Here is a review of what information is considered PHI from HHS.gov: Under the HIPAA Privacy Rule, protected health information (PHI) refers to individually identifiable health information. Individually identifiable health information is that which can be linked to a particular person
Specifically, this information can relate to:
- The individual's past, present or future physical or mental health or condition,
- The provision of health care to the individual, or,
- The past, present, or future payment for the provision of health care to the individual.
This is what was cited specifically in the WellPoint Settlement agreement:
(1) Beginning on October 23, 2009, until March 7, 2010, WellPoint did not adequately implement policies and procedures for authorizing access to ePHI maintained in its web-based application database consistent with the applicable requirements of the Security Rule.
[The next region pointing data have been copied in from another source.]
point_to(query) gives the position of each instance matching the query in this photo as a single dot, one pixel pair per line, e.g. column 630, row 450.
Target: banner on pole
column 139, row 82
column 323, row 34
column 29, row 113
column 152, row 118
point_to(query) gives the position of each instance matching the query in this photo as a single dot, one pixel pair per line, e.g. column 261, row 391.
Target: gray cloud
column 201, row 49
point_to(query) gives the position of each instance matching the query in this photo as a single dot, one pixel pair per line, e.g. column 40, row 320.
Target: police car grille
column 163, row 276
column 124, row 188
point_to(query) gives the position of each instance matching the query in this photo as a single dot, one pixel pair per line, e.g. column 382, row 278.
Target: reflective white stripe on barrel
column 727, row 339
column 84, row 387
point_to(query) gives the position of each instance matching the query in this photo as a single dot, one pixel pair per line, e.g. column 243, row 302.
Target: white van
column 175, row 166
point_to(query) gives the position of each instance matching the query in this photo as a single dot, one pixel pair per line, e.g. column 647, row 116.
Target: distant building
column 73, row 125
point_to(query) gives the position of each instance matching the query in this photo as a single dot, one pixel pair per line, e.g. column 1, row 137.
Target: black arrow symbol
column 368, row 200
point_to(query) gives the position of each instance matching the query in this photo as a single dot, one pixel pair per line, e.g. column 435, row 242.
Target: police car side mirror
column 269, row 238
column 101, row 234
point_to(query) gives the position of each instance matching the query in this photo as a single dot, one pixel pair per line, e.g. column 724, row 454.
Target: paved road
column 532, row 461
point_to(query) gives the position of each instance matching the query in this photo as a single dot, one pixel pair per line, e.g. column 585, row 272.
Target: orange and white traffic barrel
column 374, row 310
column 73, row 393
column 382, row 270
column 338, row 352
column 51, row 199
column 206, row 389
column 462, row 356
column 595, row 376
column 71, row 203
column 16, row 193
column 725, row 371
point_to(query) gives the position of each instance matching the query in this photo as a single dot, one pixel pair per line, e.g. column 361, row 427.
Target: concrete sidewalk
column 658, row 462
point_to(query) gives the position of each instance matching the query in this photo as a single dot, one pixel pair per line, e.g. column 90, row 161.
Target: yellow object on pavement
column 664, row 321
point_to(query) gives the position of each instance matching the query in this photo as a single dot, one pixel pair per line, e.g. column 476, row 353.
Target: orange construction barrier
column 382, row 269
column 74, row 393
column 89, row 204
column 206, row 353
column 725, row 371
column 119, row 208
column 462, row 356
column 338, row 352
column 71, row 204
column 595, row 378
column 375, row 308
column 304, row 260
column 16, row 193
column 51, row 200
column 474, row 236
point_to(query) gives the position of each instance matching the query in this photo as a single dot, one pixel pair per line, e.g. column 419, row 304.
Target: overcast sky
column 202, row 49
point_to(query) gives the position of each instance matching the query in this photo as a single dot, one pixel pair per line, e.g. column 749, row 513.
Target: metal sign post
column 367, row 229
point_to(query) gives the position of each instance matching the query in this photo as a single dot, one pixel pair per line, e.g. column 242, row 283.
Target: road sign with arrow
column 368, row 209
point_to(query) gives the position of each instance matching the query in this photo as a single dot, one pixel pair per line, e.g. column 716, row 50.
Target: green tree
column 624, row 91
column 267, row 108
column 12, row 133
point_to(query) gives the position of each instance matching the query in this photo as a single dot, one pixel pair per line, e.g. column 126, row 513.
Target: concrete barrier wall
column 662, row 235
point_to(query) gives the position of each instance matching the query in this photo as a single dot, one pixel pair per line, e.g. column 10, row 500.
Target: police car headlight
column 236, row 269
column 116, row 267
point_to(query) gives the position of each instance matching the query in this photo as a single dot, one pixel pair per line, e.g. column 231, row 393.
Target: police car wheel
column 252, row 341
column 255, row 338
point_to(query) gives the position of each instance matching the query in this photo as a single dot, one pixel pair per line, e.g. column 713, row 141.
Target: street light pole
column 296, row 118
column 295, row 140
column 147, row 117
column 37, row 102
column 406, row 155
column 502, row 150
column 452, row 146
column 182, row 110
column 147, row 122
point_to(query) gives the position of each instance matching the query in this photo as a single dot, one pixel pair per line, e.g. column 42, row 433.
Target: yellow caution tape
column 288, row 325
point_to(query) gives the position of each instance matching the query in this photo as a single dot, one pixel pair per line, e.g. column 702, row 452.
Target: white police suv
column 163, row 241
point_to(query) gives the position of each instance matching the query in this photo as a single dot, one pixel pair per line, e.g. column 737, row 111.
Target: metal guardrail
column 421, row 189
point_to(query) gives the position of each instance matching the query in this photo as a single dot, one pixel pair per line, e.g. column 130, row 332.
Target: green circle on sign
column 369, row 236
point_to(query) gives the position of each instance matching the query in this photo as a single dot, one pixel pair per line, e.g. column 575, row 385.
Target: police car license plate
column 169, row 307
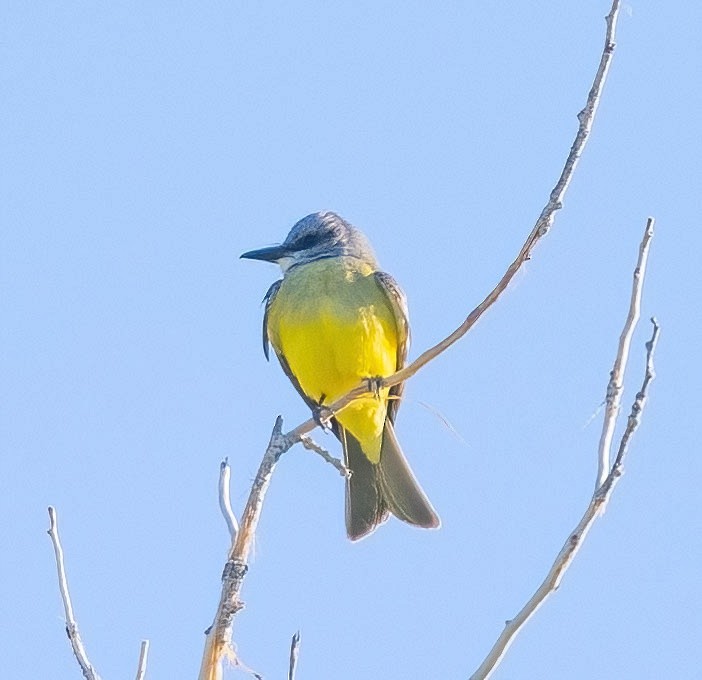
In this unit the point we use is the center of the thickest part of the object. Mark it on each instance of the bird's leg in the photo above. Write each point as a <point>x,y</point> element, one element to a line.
<point>374,385</point>
<point>321,414</point>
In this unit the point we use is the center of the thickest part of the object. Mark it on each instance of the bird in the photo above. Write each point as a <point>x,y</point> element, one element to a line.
<point>334,320</point>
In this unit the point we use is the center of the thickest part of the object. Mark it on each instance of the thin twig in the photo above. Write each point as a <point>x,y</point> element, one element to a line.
<point>225,503</point>
<point>597,503</point>
<point>143,655</point>
<point>311,445</point>
<point>541,228</point>
<point>218,640</point>
<point>89,672</point>
<point>294,653</point>
<point>616,380</point>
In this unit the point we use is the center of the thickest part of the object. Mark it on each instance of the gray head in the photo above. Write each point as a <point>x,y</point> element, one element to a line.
<point>317,236</point>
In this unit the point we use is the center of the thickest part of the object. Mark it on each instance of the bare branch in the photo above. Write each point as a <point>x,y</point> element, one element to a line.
<point>597,503</point>
<point>89,672</point>
<point>294,653</point>
<point>311,445</point>
<point>541,228</point>
<point>615,386</point>
<point>143,655</point>
<point>218,641</point>
<point>225,503</point>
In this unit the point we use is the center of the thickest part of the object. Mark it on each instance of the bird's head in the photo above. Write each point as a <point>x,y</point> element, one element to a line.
<point>317,236</point>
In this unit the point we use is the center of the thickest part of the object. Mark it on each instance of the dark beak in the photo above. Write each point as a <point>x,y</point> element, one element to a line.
<point>270,254</point>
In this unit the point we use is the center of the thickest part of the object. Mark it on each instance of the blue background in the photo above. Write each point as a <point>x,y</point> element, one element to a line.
<point>146,145</point>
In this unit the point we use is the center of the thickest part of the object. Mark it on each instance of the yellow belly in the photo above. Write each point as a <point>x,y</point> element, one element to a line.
<point>335,326</point>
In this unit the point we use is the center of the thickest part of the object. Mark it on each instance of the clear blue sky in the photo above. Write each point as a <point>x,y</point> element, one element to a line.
<point>146,145</point>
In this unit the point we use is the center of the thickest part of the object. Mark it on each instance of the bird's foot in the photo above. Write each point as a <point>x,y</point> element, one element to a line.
<point>374,385</point>
<point>322,415</point>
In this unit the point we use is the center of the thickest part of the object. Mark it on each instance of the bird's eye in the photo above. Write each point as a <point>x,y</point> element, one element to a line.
<point>305,242</point>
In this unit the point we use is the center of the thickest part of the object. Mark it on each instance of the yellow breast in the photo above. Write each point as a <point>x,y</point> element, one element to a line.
<point>335,326</point>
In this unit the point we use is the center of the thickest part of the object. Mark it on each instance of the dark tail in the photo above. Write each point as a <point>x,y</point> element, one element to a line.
<point>375,490</point>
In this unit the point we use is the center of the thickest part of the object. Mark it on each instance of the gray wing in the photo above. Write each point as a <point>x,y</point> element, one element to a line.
<point>397,299</point>
<point>268,299</point>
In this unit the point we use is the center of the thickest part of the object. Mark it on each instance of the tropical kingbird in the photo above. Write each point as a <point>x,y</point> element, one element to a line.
<point>334,320</point>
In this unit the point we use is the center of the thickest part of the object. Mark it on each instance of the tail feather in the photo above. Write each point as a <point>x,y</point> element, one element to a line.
<point>375,490</point>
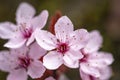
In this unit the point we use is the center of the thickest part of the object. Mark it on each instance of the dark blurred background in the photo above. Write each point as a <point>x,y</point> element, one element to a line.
<point>103,15</point>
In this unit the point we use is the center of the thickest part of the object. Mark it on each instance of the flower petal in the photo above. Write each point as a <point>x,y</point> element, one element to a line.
<point>24,13</point>
<point>7,30</point>
<point>63,28</point>
<point>84,76</point>
<point>52,60</point>
<point>7,61</point>
<point>40,20</point>
<point>88,69</point>
<point>79,39</point>
<point>50,78</point>
<point>94,43</point>
<point>100,59</point>
<point>19,74</point>
<point>30,40</point>
<point>36,52</point>
<point>71,58</point>
<point>45,39</point>
<point>105,73</point>
<point>15,43</point>
<point>36,69</point>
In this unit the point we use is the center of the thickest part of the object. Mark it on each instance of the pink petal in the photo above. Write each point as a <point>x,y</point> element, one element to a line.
<point>79,39</point>
<point>52,60</point>
<point>84,76</point>
<point>20,52</point>
<point>18,75</point>
<point>88,69</point>
<point>73,64</point>
<point>50,78</point>
<point>63,28</point>
<point>30,40</point>
<point>101,59</point>
<point>105,73</point>
<point>36,52</point>
<point>7,61</point>
<point>40,20</point>
<point>95,42</point>
<point>71,58</point>
<point>7,30</point>
<point>45,39</point>
<point>63,77</point>
<point>36,69</point>
<point>24,13</point>
<point>15,42</point>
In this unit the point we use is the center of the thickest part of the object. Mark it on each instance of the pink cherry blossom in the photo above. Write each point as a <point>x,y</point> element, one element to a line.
<point>94,61</point>
<point>64,46</point>
<point>105,74</point>
<point>61,77</point>
<point>23,31</point>
<point>22,62</point>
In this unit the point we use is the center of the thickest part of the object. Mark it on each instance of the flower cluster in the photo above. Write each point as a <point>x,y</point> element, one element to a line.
<point>28,43</point>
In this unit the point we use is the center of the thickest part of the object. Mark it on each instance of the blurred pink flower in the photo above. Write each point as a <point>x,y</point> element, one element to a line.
<point>22,62</point>
<point>50,78</point>
<point>94,61</point>
<point>105,74</point>
<point>63,46</point>
<point>61,77</point>
<point>25,28</point>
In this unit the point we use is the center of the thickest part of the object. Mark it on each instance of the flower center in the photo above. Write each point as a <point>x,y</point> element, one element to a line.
<point>26,32</point>
<point>62,48</point>
<point>84,59</point>
<point>24,62</point>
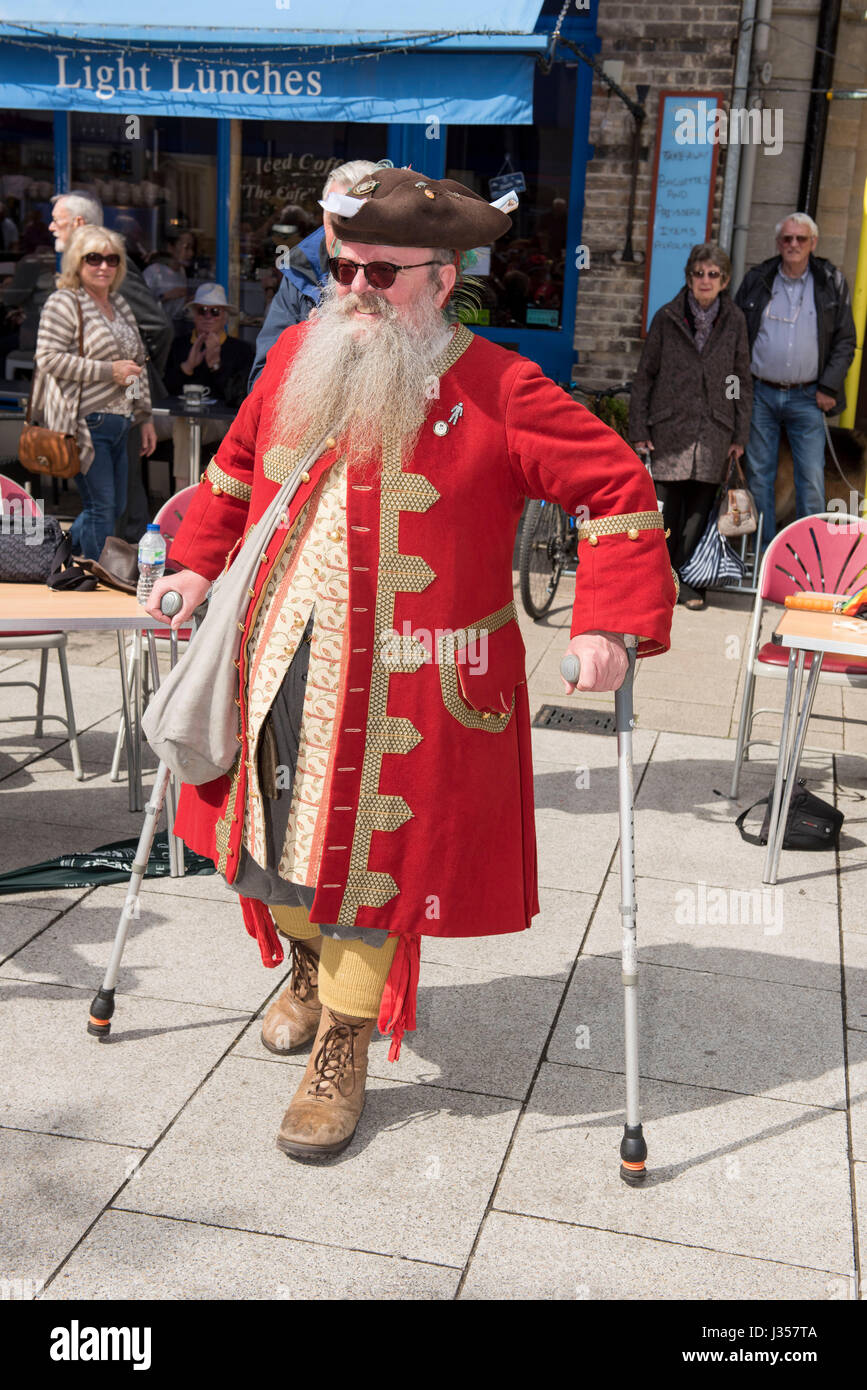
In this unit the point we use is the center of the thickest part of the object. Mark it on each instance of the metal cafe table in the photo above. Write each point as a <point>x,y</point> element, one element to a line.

(2) WellPoint did not perform an adequate technical evaluation in response to a software upgrade, an operational change affecting the security of ePHI maintained in its web-based application database that would establish the extent to which the configuration of the software providing authentication guards for its web-based application met the requirements of the Security Rule.
(3) Beginning on October 23, 2009, until March 7, 2010, WellPoint did not adequately implement technology to verify that a person or entity seeking access to ePHI maintained in its web-based application database is the one claimed.
(4) Beginning on October 23, 2009, until March 7, 2010, WellPoint impermissibly disclosed the ePHI, including the names, dates of birth, addresses, Social Security Numbers, telephone numbers and health information, of approximately 612,000 individuals whose ePHI was maintained in the web-based application database.
See full resolution here.
Now that we know what the government thinks the value of your sensitive information should be, I ask what you think is a fair amount exposure of ePHI information per person per day?